Local is about zooming into a small portion of a problem. This includes things like smoothing and making perturbations. Very often, local solutions are based on algorithms (which are based on heuristics). When we are lazy, we use the algo-extremal duality and write shorter solutions by considering an extremal object (which usually correspond to the last step of our algorithm). You may need a “global” quantity that shows you are making progress. e.g., if you want to improve the grade that you see in your report card, you use the greedy strategy “focus on the subject that you got the least marks in”. But due to this, you are getting some marks lesser in other subjects that you earlier got.
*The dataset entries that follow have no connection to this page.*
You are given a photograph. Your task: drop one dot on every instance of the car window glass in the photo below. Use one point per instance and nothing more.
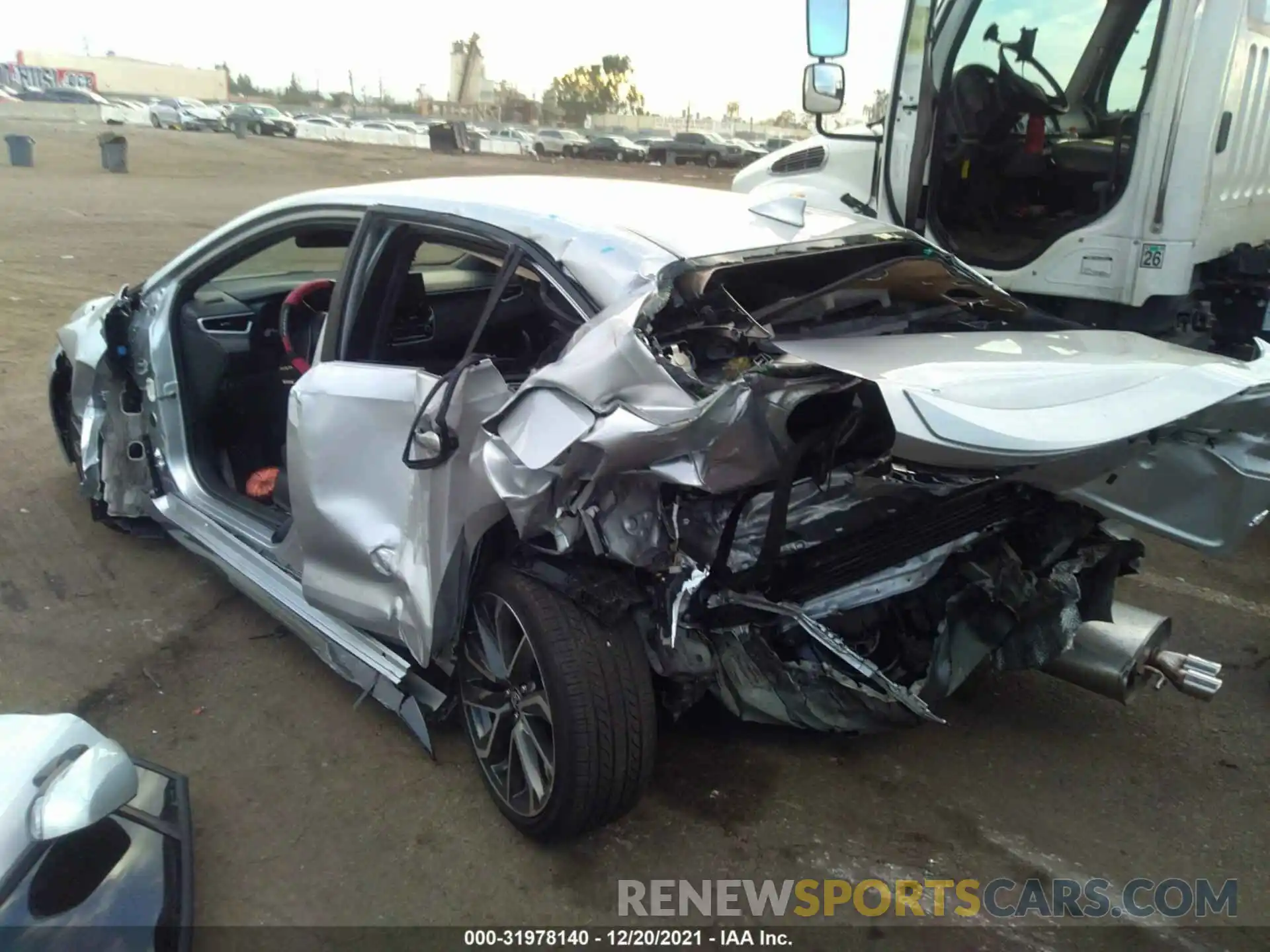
(436, 255)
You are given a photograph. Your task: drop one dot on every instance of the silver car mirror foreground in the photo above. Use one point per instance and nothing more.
(92, 787)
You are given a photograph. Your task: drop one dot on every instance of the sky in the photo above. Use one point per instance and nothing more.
(705, 52)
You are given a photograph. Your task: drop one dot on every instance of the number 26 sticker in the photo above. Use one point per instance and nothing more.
(1152, 257)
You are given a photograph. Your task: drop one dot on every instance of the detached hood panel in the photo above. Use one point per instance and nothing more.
(1007, 399)
(1165, 438)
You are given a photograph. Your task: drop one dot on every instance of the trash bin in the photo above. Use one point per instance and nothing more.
(22, 150)
(448, 138)
(114, 151)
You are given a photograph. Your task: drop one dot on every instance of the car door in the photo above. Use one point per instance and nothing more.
(386, 546)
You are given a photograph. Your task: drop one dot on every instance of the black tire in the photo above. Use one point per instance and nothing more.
(603, 710)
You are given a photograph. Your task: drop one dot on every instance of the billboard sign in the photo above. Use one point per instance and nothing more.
(15, 74)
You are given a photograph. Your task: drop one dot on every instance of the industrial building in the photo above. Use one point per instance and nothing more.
(114, 75)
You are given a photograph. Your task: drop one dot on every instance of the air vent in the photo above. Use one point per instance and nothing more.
(802, 160)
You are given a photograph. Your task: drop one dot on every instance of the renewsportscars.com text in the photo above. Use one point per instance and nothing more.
(999, 899)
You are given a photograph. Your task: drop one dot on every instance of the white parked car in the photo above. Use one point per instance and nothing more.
(520, 136)
(566, 143)
(186, 114)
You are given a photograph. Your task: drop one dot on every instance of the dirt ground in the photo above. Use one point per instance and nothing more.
(309, 811)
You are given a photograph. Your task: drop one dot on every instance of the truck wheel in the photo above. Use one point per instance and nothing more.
(558, 707)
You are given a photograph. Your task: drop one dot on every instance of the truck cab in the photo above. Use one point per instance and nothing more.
(1108, 160)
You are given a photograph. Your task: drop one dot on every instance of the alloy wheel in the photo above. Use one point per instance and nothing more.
(506, 707)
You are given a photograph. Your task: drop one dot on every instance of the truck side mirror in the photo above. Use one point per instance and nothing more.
(99, 779)
(824, 88)
(827, 27)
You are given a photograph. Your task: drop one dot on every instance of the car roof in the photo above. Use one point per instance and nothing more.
(611, 235)
(683, 220)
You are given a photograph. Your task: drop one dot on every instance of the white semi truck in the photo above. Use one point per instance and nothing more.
(1107, 160)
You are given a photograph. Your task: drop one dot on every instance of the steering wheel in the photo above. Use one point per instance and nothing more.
(291, 320)
(1028, 95)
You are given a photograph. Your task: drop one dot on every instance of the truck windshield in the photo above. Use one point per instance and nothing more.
(1064, 33)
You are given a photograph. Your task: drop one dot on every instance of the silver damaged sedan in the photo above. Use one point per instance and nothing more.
(556, 452)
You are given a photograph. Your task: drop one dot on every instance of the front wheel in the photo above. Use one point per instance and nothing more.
(559, 709)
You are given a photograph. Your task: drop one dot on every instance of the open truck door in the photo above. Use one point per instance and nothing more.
(911, 120)
(908, 127)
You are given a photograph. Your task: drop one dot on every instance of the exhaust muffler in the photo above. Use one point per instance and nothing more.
(1121, 658)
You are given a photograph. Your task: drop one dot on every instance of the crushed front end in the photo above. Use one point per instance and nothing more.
(794, 539)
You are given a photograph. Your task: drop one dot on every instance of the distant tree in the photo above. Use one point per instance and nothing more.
(597, 89)
(241, 84)
(876, 110)
(295, 95)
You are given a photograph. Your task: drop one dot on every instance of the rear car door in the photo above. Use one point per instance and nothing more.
(381, 450)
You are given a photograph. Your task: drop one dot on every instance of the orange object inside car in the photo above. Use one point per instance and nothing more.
(259, 484)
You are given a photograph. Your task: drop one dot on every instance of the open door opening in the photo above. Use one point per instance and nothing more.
(1035, 124)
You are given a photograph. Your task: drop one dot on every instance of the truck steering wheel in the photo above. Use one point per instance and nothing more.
(1028, 95)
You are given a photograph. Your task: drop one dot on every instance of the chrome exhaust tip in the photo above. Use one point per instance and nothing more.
(1121, 658)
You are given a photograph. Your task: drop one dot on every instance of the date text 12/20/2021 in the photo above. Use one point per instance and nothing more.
(626, 938)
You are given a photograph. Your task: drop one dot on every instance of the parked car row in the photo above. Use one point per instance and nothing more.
(709, 149)
(706, 149)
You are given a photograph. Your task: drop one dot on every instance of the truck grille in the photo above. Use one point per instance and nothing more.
(802, 160)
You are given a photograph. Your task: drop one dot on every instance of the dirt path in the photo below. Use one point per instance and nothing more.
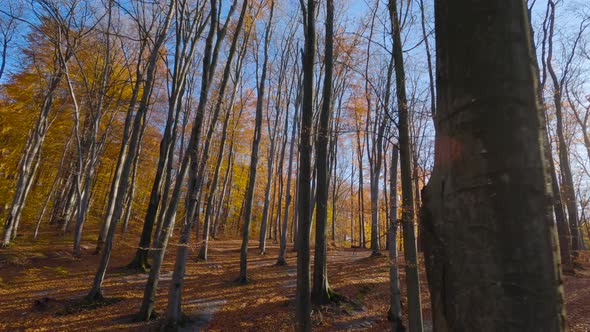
(40, 284)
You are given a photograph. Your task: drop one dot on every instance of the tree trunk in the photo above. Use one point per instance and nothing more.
(321, 292)
(487, 215)
(408, 215)
(248, 200)
(395, 309)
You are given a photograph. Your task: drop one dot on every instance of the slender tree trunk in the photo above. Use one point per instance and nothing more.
(408, 214)
(567, 186)
(395, 309)
(321, 292)
(283, 243)
(487, 208)
(303, 296)
(248, 200)
(30, 162)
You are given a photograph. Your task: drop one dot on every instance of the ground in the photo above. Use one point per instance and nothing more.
(41, 285)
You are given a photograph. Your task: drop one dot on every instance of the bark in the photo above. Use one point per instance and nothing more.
(134, 142)
(226, 75)
(190, 163)
(487, 208)
(321, 292)
(567, 186)
(248, 199)
(408, 214)
(303, 296)
(395, 309)
(283, 243)
(30, 160)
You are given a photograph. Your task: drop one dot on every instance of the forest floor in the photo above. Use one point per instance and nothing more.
(41, 286)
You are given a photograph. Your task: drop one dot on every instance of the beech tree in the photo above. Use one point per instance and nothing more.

To justify that you are performing better, you show your mom that your aggregate marks are increasing.
Philosophy
The problem is usually symmetric: all the parts (a.k.a. protagonists) tend to be similar. There are two main lines of thought. The first one:
- Let me do something that makes partial progress towards the problem. (e.g., you want to choose a bunch of points, so you start by choosing any point).
- You then analyze how many choices remain after your initial choice (e.g., maybe the problem tells you that three or more points shouldn't be collinear. That may reduce your possible choices).
- You repeat until stuck (RUST).
We may call the last strategy as “expand your tiny world”. The second line of thought is:
- Wow, some cases of this problem are really easy.
- Can I “push” (or perturb) the other cases so that they become like these easy cases?
This line of thought typically needs you to think of a way to perturb the problem that preserves the properties of the problem (so, au fond, similar to circular optimization). We call this approach “just fix it”.
Notable Problems
- Putnam 2016 A5: iconic portrayal of “expand your tiny world”. Don't be too quick to click, you need some group theory to understand the problem.
- HMMT 2018 T6: required problem in the DCW version. Rather than “expand your tiny world”, this is more like “watch your tiny world expand”.
- MP4G 2010: good example of an extremal solution motivated by greedy algorithmic heuristics.
- Russia 2004: Somewhat different in flavor than rest of the problems. This is like the first line of the intro, literally - zoom into a tiny portion.
- USA TST 2017: A five pointer on DCW and a very nice portrayal of local philosophy indeed.